The normal solution is then to add a predicate to the above line
WHEN MATCHED THEN so that this line will be replaced by something like:
WHEN MATCHED AND (src.Firstname <> tgt.Firstname OR src.Lastname <> tgt.Lastname) THEN
(Of course, all the other fields should also be mentioned here).
(In SQL, the symbol
<> means "not equal to", similar to
!= in other languages).
But this gets even more tricky when some of the columns support NULL values.

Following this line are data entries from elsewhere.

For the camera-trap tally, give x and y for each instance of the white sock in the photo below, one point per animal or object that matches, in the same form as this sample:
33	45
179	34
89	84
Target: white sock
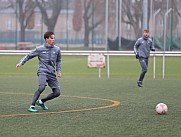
40	102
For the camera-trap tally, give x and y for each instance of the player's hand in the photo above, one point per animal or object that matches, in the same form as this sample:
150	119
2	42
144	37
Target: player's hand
152	49
137	56
59	75
18	65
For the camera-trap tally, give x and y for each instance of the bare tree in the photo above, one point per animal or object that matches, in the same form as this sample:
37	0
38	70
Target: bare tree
50	10
25	14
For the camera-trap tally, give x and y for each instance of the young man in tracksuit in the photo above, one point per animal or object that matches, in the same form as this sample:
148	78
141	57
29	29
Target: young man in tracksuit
142	49
49	56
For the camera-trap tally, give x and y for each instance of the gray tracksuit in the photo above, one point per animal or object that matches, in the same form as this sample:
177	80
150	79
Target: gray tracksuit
143	46
49	59
142	49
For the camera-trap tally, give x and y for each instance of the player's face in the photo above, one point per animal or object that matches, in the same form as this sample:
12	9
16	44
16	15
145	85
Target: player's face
146	34
51	40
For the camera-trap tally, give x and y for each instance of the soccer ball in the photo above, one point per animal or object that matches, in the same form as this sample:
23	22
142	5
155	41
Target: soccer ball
161	108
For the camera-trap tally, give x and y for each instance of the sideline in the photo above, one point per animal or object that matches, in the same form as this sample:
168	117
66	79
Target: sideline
114	103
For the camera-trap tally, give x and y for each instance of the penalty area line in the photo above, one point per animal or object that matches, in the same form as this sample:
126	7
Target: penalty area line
114	103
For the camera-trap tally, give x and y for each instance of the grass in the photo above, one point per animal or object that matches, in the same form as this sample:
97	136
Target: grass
74	113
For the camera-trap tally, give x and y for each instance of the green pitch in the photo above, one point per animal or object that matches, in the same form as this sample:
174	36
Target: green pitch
90	106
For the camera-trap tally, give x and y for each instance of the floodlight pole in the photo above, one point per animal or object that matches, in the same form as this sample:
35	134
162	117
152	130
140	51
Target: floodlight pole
165	25
154	56
106	36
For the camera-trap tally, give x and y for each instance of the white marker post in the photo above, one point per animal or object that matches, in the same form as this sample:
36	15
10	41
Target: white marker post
96	61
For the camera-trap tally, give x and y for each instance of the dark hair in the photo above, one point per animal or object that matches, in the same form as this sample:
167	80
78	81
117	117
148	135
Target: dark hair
48	34
146	30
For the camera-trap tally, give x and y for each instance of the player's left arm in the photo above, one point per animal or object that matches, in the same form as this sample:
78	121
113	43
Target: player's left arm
58	64
152	47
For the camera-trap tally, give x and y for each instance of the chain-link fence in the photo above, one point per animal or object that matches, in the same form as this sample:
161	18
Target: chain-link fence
90	24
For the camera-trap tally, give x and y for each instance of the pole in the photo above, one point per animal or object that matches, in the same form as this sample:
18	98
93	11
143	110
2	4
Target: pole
67	27
106	36
165	25
154	56
145	14
120	20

Suppose for example that the Firstname and Lastname columns support NULL. Then the line will look like this:
WHEN MATCHED AND (src.Firstname <> tgt.Firstname OR src.Firstname IS NULL AND tgt.Firstname IS NOT NULL OR src.Firstname IS NOT NULL AND tgt.Firstname IS NULL OR src.Lastname <> tgt.Lastname OR src.Lastname IS NULL AND tgt.Lastname IS NOT NULL OR src.Lastname IS NOT NULL AND tgt.Lastname IS NULL) THEN
Imagine how this will look if the table has 20 more columns in addition to Firstname and Lastname!
Fortunately there is a much cleaner way of doing this using distinctness based comparison, taking advantage of the set operator
EXCEPT. The line can simply be written like this:
WHEN MATCHED AND EXISTS (SELECT src.* EXCEPT SELECT tgt.*) THEN
This says "take all the rows from the source table except those that precisely match any rows in the target table, and if any rows are left then perform an update of those rows", and it also handles NULL values without problems.
If the structures (i.e. column order and data types) of the source and target tables do not match perfectly then this method can still be used by defining a view on top of the source table and then using that view instead of the source table in the MERGE statement.
Besides the occasional usage of the
UNION operator, the set operators are generally not much used in SQL. In this article I have argued that there are other ways of benefitting from the set operators. I have done so by demonstrating how to perform distinctness based comparison, in the contexts of searching, joining and merging. Have a go at trying this out for yourself. And maybe you can come up with even more ways to make good use of the powerful set operators.